She didn't even have the time to half-smile before a uniformed Corporal appeared at the end of their row, across from the six or seven people who sat with them. He gestured a little more urgently than she felt was strictly necessary. They had just squeezed their way out of the row it was revealed why.
"Sergeant Erso, we have a change of plans."
Jyn furrowed her brow slightly. "What change?"
"I don't know," said the Corporal, starting to lead them along a side of the garrison, where their urgency would not get noticed. "But I was told to inform you to be prepared for some of the things you'll hear on stage."
It didn't sound good. Bodhi crossed his arms arms his chest to restrain his suddenly alarmed heartbeat. "Why would they ask us to be prepared for that?"
"Everyone's busy," the Corporal shook his head. "Nobody had the time to explain. Now smile, please."
They hadn't noticed they were already at a corner of the stage, close enough to see the light dancing off the members of the Princess's procession. Already they were being ushered where everybody would be able to see them.
Jyn almost gracelessly stumbled onto the raised platform, and would have even fallen if Bodhi hadn't had the quick reflex to grasp her elbow. Not looking up, not wanting to see the faces staring their way, she moved with quick steps. From a reasonable enough corner of the stage she dared to lift her head, just slightly. Bodhi was staring straight ahead.
The look on his face made her snap to look forwards, hoping, guessing, dreading. Beyond the orderly garrison were the various personnel of the rebellion- she could only see them because they were standing.
A tall figure in white swept into the space ahead of them and took a stand behind the podium. Jyn recognized the commanding way in which she stood, short red hair fixed neater than her own.
Subconsciously Jyn reached up to tuck one of several loose strands behind her ear, wishing she hadn't given her hairdresser such a difficult time.
The lighting shone too brightly in her face, and she almost felt panic at seeing the empty space beside her. No, not empty space. Just distance. Bodhi fidgeted with his hands behind his back a couple of feet away from arm's length. She was not alone.
"...the courage to risk everything even with the odds stacked against them," Mothma was saying. "But were it not for this foolish courage the Empire will have further tightened its iron grip on the galaxy, the Death Star will have had the means to bring further destruction, and the rebellion will have been crushed. For those reasons the Alliance believes that every honour we have to offer, we owe to the Rogue One squadron."
A bolt of electricity shot up her spine and she jolted. Her hands trembled behind her back, uncontrollably, her eyes widened and shook. The open skin at her neck was prickling at an impossible rate, and her knees were suddenly weak.

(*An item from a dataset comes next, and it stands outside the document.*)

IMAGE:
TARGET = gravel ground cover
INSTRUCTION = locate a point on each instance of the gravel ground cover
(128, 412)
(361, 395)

This was not the original plan.
She had been at the meeting. A majority of High Command hadn't been in agreement with honouring the whole squadron. That was why she had abruptly left in the first place.
"We all feel the loss of Jedha City and Alderaan," Mothma recounted, lowering her eyes a fraction. "And it is no secret that we normally put the blame where we can see it. I know that people among the Alliance still blame Galen Erso for the construction of the Death Star and all it took away from us."
Unexpected. Entirely unexpected. She wasn't prepared for this, to hear her father's story again. She had spent too many years of her life hating her father, believing when Saw presented his Intel that Galen was a bastard working for the people who had killed her mother. How far she had been from the truth, all her life. Everything he had done he had done to protect her, and she had hated him for it.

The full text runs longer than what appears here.